トヨタの「リコール」問題への対応の失敗は、明らかに経営陣と取締役会の問題である。従来から日本の有力企業の中では、トヨタとキャノンが社外役員を置かないことで有名である。御手洗会長の「(キヤノンの)ものつくりの分からない人は、取締役になっても役割を果たせない」の言が象徴的である。ただ今回の事件は「ものつくり」の問題ではなかった。「消費者目線での経営」に欠けていたのであり、「ものつくりを知らない」社外取締役も入れるべきではなかったか、ということである。トップに耳の痛い情報はなかなか上がらなかったという組織上の問題もあった。そもそも章男社長の就任を「大政奉還」と評すること自体、メディアを含め、株式公開会社としての自覚が甘いということではないか。

富士通事件では社会は取締役会に対しては明確な「公開質問」を出している。取締役会の外で不明瞭に社長交代が「決定」されたからである。野副氏の「辞表」提出に対し3人の社外取締役は取締役会で本人の説明を求め、背景についても自らの権限と責任で調査すべきであった。背景として社内に路線対立があったとすれば改めて取締役会で議論し、現在の戦略の妥当性を検証すべきではないか。最高顧問の存在など、不透明な経営構造についても正すべきである。

キリン・サントリーの合併破談も不可解である。
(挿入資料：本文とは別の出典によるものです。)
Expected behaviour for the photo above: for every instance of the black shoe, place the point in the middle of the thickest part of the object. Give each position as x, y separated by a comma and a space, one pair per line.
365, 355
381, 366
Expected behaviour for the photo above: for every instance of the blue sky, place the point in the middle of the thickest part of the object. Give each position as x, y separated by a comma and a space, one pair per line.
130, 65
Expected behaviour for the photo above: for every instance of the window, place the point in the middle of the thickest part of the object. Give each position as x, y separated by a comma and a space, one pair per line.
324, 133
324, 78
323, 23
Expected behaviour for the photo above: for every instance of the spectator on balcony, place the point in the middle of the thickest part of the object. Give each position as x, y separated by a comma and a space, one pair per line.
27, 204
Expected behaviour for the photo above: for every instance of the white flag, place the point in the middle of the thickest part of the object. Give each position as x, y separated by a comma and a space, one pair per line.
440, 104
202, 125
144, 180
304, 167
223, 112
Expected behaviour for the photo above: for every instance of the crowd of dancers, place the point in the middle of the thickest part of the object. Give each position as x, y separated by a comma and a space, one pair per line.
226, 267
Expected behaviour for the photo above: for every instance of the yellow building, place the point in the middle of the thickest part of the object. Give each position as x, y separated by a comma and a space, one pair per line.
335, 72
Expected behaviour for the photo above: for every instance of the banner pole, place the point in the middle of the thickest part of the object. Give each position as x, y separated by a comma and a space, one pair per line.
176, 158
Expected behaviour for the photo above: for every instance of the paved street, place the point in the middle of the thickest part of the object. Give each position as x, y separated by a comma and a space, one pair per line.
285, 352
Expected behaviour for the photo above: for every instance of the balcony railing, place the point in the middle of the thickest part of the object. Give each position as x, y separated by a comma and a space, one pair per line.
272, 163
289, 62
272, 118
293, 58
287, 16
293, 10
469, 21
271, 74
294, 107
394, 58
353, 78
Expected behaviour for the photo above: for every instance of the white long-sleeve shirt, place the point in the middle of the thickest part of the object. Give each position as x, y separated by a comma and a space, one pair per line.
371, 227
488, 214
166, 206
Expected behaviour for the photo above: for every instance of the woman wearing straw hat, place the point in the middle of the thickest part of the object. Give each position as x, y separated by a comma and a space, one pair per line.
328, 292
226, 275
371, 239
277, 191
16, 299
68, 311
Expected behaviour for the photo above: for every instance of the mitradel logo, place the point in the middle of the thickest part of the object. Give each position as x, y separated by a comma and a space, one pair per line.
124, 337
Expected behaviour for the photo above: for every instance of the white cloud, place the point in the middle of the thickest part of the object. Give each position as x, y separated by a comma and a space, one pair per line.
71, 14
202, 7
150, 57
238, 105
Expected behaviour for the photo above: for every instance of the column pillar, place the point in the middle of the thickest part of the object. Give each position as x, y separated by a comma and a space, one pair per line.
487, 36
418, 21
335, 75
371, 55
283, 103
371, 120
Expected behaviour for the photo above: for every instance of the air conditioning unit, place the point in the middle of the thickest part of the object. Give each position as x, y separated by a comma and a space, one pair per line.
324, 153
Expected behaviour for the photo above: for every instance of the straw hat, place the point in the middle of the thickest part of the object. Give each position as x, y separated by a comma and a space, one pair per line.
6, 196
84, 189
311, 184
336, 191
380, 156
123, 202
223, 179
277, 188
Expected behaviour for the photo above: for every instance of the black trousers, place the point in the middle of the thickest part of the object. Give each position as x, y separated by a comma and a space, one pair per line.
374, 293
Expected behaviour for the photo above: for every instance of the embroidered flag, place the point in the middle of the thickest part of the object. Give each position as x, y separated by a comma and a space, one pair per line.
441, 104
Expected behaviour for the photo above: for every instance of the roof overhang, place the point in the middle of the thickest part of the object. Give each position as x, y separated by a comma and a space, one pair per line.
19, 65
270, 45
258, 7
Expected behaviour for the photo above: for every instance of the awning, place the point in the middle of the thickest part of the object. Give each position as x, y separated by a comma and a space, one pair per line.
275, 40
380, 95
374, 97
合併比率がネックになったとのことであるが、統合による事業などでのシナジー、ブランド戦略について議論はしっかりされたのであろうか。トップ同士の意気投合も合併のきっかけにはなるが、戦略と組織のすり合わせが合併成功の決め手だ。ガバナンスの観点では両社の取締役会で「どうしたら企業として生き残れるか」と言うような戦略議論が従来からされていたかに興味がある。M&Aには迅速さと即決即断が必要であるが、一方ではしっかりした構想が肝要である。その議論を取締役会でしっかり行う体制があるかを監視するのもガバナンスの重要な役割である。